A simple test: put your hand on your throat and compare "s" (no buzz) with "z" (buzz). Knowing whether a sound should be voiced or unvoiced can instantly fix certain errors.
There is a LOT more to sounds and pronunciation, but a little knowledge goes a long way.
Learning a new sound is a lot like learning to whistle — you need some knowledge of what your mouth should do, plus consistent daily practice, and eventually it clicks.
The progression goes: learn how the sound is produced, practice it in isolation, try it in words, then work on using it in fluid speech. Being able to produce a sound correctly once doesn't mean you can use it naturally mid-sentence — that takes time.
The "ears first" approach is grounded in models of L2 speech perception. Best & Tyler (2007) proposed the Perceptual Assimilation Model for L2 learners (PAM-L2), which explains how adults perceive unfamiliar sounds by assimilating them to the closest native language categories — the perceptual snapping described above. Flege & Bohn (2021) proposed the Speech Learning Model, which predicts that L2 sounds similar to native categories are the hardest to learn, precisely because learners keep assimilating them rather than forming new categories. Both models emphasize that accurate perception must precede accurate production.

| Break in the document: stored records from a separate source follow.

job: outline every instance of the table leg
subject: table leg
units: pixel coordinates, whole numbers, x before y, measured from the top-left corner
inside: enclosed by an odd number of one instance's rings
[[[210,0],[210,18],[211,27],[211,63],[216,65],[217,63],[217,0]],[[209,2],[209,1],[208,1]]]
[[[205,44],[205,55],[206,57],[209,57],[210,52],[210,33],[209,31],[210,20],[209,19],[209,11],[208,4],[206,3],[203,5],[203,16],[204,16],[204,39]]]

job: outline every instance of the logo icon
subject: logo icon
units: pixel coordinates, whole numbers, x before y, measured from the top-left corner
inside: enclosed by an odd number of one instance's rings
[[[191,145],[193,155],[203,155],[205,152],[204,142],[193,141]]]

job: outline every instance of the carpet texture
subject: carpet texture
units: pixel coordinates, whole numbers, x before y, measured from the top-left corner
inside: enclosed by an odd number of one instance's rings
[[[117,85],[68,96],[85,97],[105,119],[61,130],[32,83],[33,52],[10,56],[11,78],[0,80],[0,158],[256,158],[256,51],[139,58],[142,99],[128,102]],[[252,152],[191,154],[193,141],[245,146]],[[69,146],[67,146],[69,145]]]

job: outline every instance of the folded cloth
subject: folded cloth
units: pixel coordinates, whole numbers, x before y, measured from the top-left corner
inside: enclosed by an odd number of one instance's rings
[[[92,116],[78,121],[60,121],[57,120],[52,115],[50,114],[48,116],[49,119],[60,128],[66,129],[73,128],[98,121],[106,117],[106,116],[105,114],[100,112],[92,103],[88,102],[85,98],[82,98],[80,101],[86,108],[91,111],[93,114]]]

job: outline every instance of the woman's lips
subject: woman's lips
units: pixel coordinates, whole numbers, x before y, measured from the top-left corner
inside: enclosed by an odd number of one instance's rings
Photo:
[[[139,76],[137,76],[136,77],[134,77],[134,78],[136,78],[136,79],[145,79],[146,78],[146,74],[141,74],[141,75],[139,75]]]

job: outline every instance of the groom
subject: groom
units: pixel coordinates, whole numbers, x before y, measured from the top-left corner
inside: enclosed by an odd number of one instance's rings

Research on perceptual training supports this. Sakai & Moorman (2018) reviewed High Variability Phonetic Training (HVPT) studies showing that listeners can learn to distinguish new L2 sound contrasts through intensive exposure to varied speakers, and that these perceptual gains transfer to production — even without explicit pronunciation practice.
The practical guidance on vowels and consonants reflects standard articulatory phonetics as described in Ladefoged & Johnson (2014). A small amount of metalinguistic knowledge helps learners make targeted adjustments rather than relying on trial and error alone.